I can completely understand that for investing time into new features. But this feature is pre-existing and it does have usefulness. If we follow this at such a strict line then we should deprecate and remove terms aggregation in general and also cardinality because they have similar behavior to what is discussed here in regards to accuracy and scalability (as defined here). However I assume (or hope) that those are not in consideration for removal as well.

@colings86 thank you for the detailed explanation, however the behavior described is not what is in question. The topic at hand here is that yes, most people are perfectly fine with all the pitfalls of this. This feature is not perfect and that is fine. It still helps solve problems. And we don't have an alternative to it either.

This is not an issue where it has the potential to affect the health of the cluster (unless I missed that point) like other scalability items (fielddata, large mappings, etc.) do. So to consider this a scalability issue I just don't see.

The most practical thing here seems like a combination of what people have mentioned in this thread. For example:

I'm all for removing things that are truly dangerous for the health of the system/cluster, but want to make sure we do not cut too far. IMO this is a cut too far.

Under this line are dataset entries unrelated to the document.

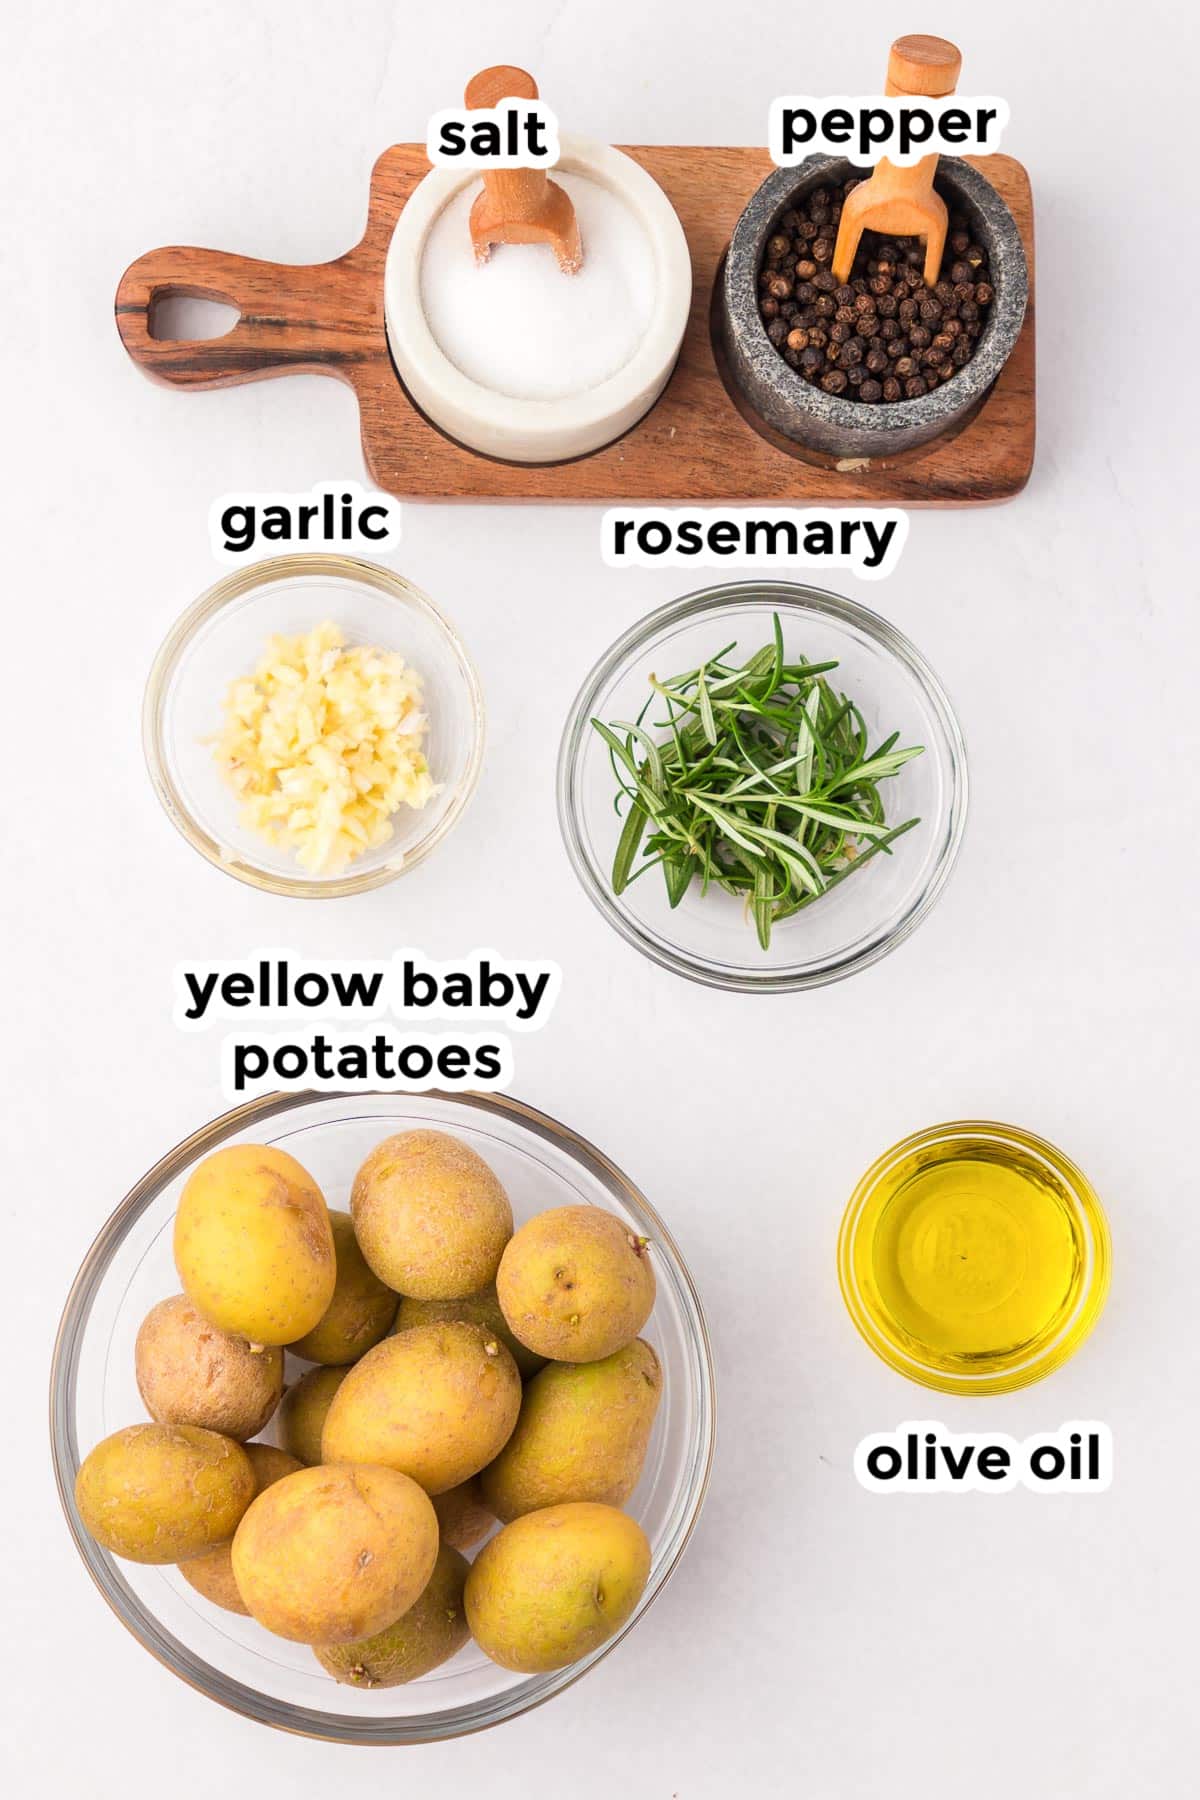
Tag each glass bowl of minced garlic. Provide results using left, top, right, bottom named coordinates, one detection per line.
left=144, top=555, right=484, bottom=896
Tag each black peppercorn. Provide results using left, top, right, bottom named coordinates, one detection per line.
left=755, top=175, right=993, bottom=405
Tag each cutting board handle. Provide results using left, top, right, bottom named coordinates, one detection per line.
left=115, top=245, right=374, bottom=389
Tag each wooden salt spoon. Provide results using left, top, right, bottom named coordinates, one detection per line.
left=465, top=65, right=583, bottom=274
left=831, top=34, right=962, bottom=288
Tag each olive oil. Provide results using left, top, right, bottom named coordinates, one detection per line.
left=838, top=1123, right=1111, bottom=1395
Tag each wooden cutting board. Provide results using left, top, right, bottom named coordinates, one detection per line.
left=115, top=146, right=1035, bottom=505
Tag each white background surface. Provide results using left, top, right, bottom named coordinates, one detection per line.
left=4, top=2, right=1197, bottom=1794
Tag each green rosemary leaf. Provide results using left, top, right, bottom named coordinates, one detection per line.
left=696, top=668, right=718, bottom=745
left=611, top=721, right=666, bottom=793
left=753, top=863, right=775, bottom=950
left=612, top=800, right=650, bottom=894
left=664, top=855, right=695, bottom=908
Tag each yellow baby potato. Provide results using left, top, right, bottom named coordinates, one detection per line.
left=392, top=1283, right=545, bottom=1381
left=179, top=1444, right=303, bottom=1613
left=321, top=1321, right=521, bottom=1495
left=288, top=1211, right=398, bottom=1366
left=351, top=1130, right=513, bottom=1300
left=465, top=1502, right=651, bottom=1674
left=135, top=1294, right=283, bottom=1441
left=174, top=1144, right=336, bottom=1347
left=481, top=1338, right=662, bottom=1522
left=231, top=1463, right=438, bottom=1645
left=496, top=1206, right=656, bottom=1363
left=315, top=1544, right=470, bottom=1687
left=279, top=1365, right=349, bottom=1466
left=431, top=1477, right=494, bottom=1554
left=75, top=1424, right=255, bottom=1564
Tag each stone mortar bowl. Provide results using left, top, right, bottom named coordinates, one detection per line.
left=720, top=155, right=1028, bottom=461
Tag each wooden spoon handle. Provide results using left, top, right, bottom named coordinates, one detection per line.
left=885, top=34, right=961, bottom=99
left=830, top=37, right=961, bottom=286
left=114, top=245, right=374, bottom=391
left=464, top=64, right=548, bottom=217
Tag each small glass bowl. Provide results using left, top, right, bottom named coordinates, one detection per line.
left=143, top=555, right=485, bottom=898
left=557, top=582, right=967, bottom=992
left=50, top=1091, right=715, bottom=1744
left=837, top=1120, right=1112, bottom=1396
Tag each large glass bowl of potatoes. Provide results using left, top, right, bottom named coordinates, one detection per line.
left=50, top=1092, right=714, bottom=1742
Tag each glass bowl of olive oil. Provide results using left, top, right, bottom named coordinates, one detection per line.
left=837, top=1121, right=1111, bottom=1395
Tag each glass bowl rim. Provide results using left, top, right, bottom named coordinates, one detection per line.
left=49, top=1088, right=716, bottom=1744
left=836, top=1118, right=1113, bottom=1396
left=142, top=553, right=487, bottom=899
left=556, top=579, right=968, bottom=993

I hope accurately was able to articulate the reasons behind my earlier terse remarks.

jpountz commented 8 years ago

@djschny Even though these aggs are potentially inaccurate, there is a fine line between returning a good estimation and a number that is not unlikely to be completely off. The motivation here was to remove a trap. Now, there seems to be significant push back so I'd be fine to reconsider and solve it by documentation, but please please please do not put in into the same bucket as sorting by descending count or the cardinality aggregation, these are very different issues.

mlawler004 commented 7 years ago

Another vote for keeping this functionality available in some shape or form. There are lots of different uses cases for ES. We use ES on enterprise scale (million(s) of records, not billions), and we use this for outlier detection in some circumstances, We're ok with it not being accurate some times.

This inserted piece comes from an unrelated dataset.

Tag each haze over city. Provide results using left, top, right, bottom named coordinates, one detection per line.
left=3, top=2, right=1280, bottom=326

anhlqn commented 7 years ago

+1 for keeping this feature around. We use it to look for the few emails that come from random countries that should not be in the picture. There are also many other use cases in log monitoring and analysis.

epixa commented 7 years ago

@clintongormley @colings86 @jimczi Are there any plans to continue with this for 6.0? It looks stalled at the moment, but I want to make sure we remove the feature from Kibana if it is being removed from Elasticsearch as well.

jimczi commented 7 years ago

@epixa there is no plan and it seems that this functionality is important for some use cases. As @jpountz said we can solve this with documentation, explaining that ascending count sort is not accurate and does not give any hint regarding the level of errors.

epixa commented 7 years ago

@jimczi Thanks for the update. Any reason why we can't close this then?

IdanWo commented 7 years ago

Hey, @colings86 . Can you please explain why increasing shard_size isn't good enough for ordering in all kinds of ways? I know that ElasticSearch can't tell about the error bounds in some cases, but if I don't rely on it and make my own tests and know how many documents I need to take from each shard by using shard_size - then will I be able to always be 100% accurate? For example: making the shard_size equal to the size (on which sum_other_doc_count is always 0). To be concrete, we make terms aggregations, which is ordered by a sub reverse_nested aggregation and then sub value_count aggregation.

In addition, why using the shard_size isn't scaled horizontally? If I need to take a lot of documents from each shard, I can split the index to more shards and assign them to more nodes (at setup time, of course). The shard_size would be the same, that's true, but each shard would be less in size/documents count.

colings86 commented 7 years ago

@IdanWo Increasing shard_size is only good enough if you can guarantee that the shard_size is big enough that all of the terms are returned from each shard. Although this may work for low cardinality fields and/or when the number of shards is relatively small, it does not scale well with number of shards or cardinality of the field. It is true though that in the single shard case and in the case where shard_size > number_terms_buckets_created on every shard the results will be 100% accurate with any ordering.

Although you can indeed split the data across shards you still need to return number_of_shards * shard_size buckets to the coordinating node for the reduce phase in order to get the final result. This means that even though the work on the shards is decreased by splitting the work across more of them, for the same shard_size more shards means that the coordinating node has to hold more in memory (the response form each shard) and do more work during the reduce phase.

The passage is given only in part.